Much still remains to be done to ensure global food security

“Graziano has already demonstrated that he is fully capable of carrying out this task,” Ignacy Sachs says in support of the nomination.

In January 2011, Brazil formally nominated Dr. José Graziano da Silva, currently serving as Assistant Director-General and Regional Representative of the United Nations Food and Agriculture Organization (FAO) for Latin America and the Caribbean, for the Office of Director-General of the FAO. The nomination is supported by Brazilian President Dilma Rousseff, and marks Brazil’s first nomination in history to the FAO.

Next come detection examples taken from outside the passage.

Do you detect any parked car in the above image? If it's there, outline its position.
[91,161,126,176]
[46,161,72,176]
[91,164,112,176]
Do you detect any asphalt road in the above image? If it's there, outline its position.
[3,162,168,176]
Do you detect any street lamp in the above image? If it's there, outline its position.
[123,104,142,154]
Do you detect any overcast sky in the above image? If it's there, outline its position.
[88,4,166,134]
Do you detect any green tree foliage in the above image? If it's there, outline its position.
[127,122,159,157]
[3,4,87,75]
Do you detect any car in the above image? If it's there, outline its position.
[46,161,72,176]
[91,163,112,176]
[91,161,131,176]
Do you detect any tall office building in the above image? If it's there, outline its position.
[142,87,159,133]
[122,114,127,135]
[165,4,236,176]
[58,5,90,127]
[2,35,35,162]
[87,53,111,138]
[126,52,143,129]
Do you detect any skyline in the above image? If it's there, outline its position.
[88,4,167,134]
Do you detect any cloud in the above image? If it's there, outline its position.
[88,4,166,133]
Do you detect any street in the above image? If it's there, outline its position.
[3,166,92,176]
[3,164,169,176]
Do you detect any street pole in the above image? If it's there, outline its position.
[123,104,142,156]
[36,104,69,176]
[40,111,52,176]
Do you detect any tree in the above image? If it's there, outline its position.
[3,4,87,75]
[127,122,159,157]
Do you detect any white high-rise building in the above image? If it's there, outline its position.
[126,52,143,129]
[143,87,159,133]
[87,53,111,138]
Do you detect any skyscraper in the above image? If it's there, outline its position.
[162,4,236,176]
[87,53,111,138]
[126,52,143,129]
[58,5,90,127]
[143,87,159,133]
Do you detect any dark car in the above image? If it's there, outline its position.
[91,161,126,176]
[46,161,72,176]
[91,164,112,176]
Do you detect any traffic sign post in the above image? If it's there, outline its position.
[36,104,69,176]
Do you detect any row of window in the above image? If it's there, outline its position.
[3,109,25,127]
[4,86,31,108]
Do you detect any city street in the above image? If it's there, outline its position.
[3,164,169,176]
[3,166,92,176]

PanARMENIAN.Net - To endorse the nomination, Ignacy Sachs, the Honorary Director of Studies at the "École des Hautes Études en Sciences Sociales", Paris, issued an article that was provided to PanARMENIAN.Net by Brazil’s embassy to Yerevan

It says:

“This article is intended to all of those who wish to contribute towards the fight against hunger in the world. I decided to write it in support of the candidacy of my friend José Graziano da Silva to the office of Director General of the United Nations Food and Agriculture Organization (FAO).

Much still remains to be done to ensure global food security. This will necessarily include reforming and strengthening FAO, as well as consolidating agricultural practices that are socially inclusive and environmentally sustainable, particularly family farming. To that end, it is necessary to enhance the role of national decision makers and ensure a more decentralized management, allowing countries to play a larger role in this process, notably developing countries.

Graziano has already demonstrated that he is fully capable of carrying out this task. As FAO`s Assistant Director General and Regional Representative for Latin America and the Caribbean, he led the "Latin America and the Caribbean without Hunger Initiative", through which the countries of the region were first in the world to take on the commitment of eradicating hunger by 2025. He also played a central role in the coordinating process among FAO, the agencies of the United Nations System such as ECLAC, UNDP and ILO, and international organizations such as the IICA and the OAS. Graziano`s career has been punctuated by actions aimed at rural development and the fight against hunger. Examples include the successful policies to fight against hunger and malnutrition carried out in Brazil beginning in 2003. It was Graziano Who coordinated the creation of the Zero Hunger Program, which enabled 24 million Brazilians to raise out of poverty in five years and reduced malnutrition in Brazil by 25 percent, using as little as 0.5 percent of Brazilian GDP.

It is important to recall that FAO was created with the goal of ensuring food security in the world. Despite many efforts and advances, this goal has yet to be achieved. Sixty years after FAO was created, one out of seven people in the world still goes hungry.

This is the main reason why FAO needs to take on the challenge of totally eradicating hunger in the world through effective actions investing in resources aimed at promoting sustainable rural development and intensifying South-South cooperation as well as via exchanges and solidarity among nations. It is essential to strengthen family farming and public policies aimed at keeping farmers in the countryside; improving the production infrastructure; creating opportunities of access to credit, technical assistance and quality rural extension to produce and commercialize goods. It is both necessary and urgent to recognize the role of small farmers as the keepers of biodiversity, the integrity of rural landscapes and food security. These practices must be associated with increased international cooperation, particularly among countries with similar biomes.

This is the way towards guaranteeing the growing need for a supply of healthful food items to a world population that will reach nine billion people by mid-century.

As an accomplished professional and high achieving scholar, Graziano da Silva has all the necessary attributes to take on this challenge.”